Fair trade: On the 29th COP and India’s carbon market
India must develop a transparent carbon trade policy
While carbon markets came into existence nearly two decades ago, they have been plagued by opacity and criticism that they only created the illusion of emission reductions. Although such markets have revived, confusion remains about how credits may be verified. There is optimism that Baku may see a final resolution of this problem and that the first legal credits may begin to be claimed by countries next year. India, due to its voluntary commitment to generate half its electricity from non-fossil energy sources by 2030, stands to gain as a host of several carbon-reduction projects. Additionally, there are also mushrooming private sector enterprises in India setting up innovative forestry projects that reportedly lock carbon and can be claimed as credits by multinational companies, traded through so-called voluntary carbon markets.
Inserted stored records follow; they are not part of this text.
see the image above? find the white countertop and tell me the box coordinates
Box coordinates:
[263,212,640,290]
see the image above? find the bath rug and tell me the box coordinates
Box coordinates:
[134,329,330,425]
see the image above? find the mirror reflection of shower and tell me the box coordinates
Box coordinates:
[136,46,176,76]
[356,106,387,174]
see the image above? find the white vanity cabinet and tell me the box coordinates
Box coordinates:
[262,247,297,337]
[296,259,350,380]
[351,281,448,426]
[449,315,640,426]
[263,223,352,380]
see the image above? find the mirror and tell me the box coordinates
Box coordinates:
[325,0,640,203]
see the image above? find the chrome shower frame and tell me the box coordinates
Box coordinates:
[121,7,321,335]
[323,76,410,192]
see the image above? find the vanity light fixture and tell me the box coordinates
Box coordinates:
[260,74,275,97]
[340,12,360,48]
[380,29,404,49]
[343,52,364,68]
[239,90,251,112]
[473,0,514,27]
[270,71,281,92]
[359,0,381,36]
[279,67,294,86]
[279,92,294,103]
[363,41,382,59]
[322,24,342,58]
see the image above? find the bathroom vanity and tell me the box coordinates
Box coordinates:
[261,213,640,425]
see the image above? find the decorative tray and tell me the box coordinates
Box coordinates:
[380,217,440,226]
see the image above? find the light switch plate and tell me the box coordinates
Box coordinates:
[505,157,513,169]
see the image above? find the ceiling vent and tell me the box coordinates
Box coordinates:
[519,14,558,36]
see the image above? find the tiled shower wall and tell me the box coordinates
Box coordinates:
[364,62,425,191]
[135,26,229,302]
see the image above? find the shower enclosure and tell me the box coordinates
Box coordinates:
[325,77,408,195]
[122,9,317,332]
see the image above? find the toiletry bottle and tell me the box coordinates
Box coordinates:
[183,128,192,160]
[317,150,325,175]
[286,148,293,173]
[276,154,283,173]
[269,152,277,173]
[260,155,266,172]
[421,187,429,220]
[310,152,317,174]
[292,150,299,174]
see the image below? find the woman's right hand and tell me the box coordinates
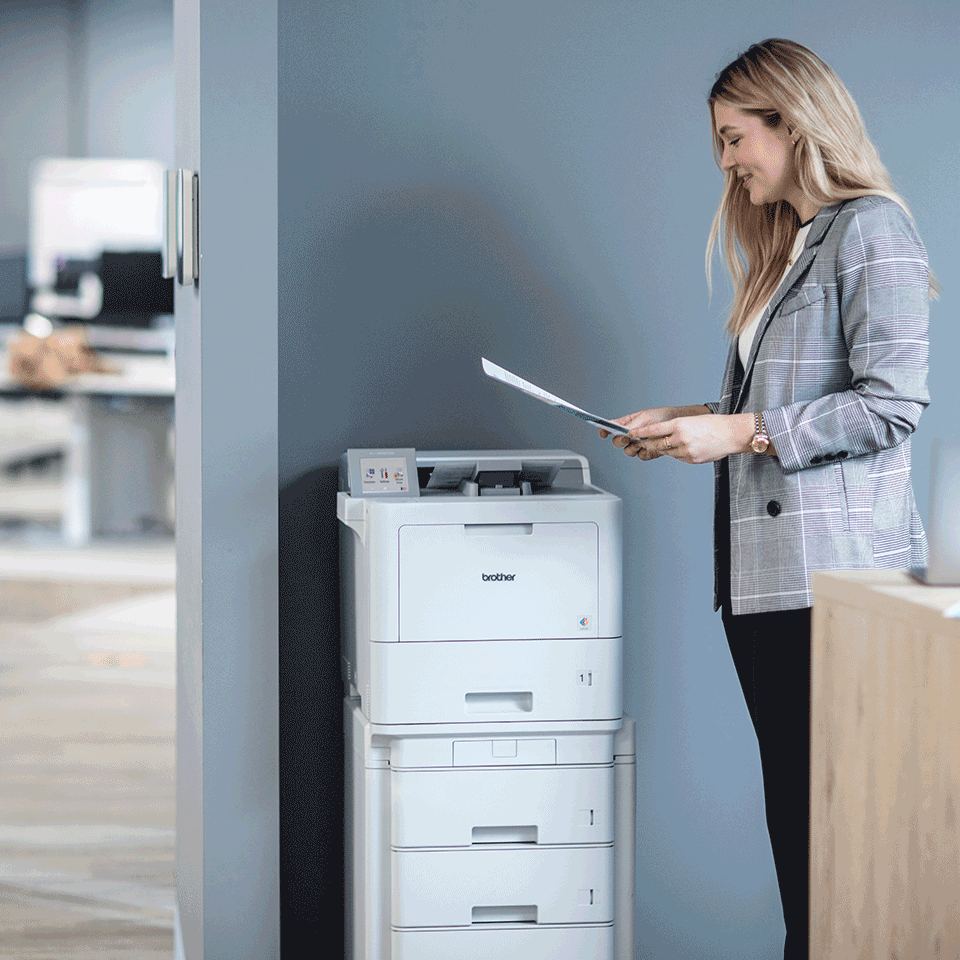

India’s iron and steel industries are among the nine types of industries expected to meet emission intensity standards by 2025. By restricting the amount of carbon per unit of production, this will, depending on regulatory enforcement, formally kick-start India’s carbon market. However, this will invite complex calculations and, given the experience of a related energy-efficiency trading scheme, run the risk of not exerting enough pressure on companies to comply. While calculating carbon saved is a fraught exercise, India must aim, through its research institutions and authorities, to evolve a transparent and fair policy that is on a par with the best internationally.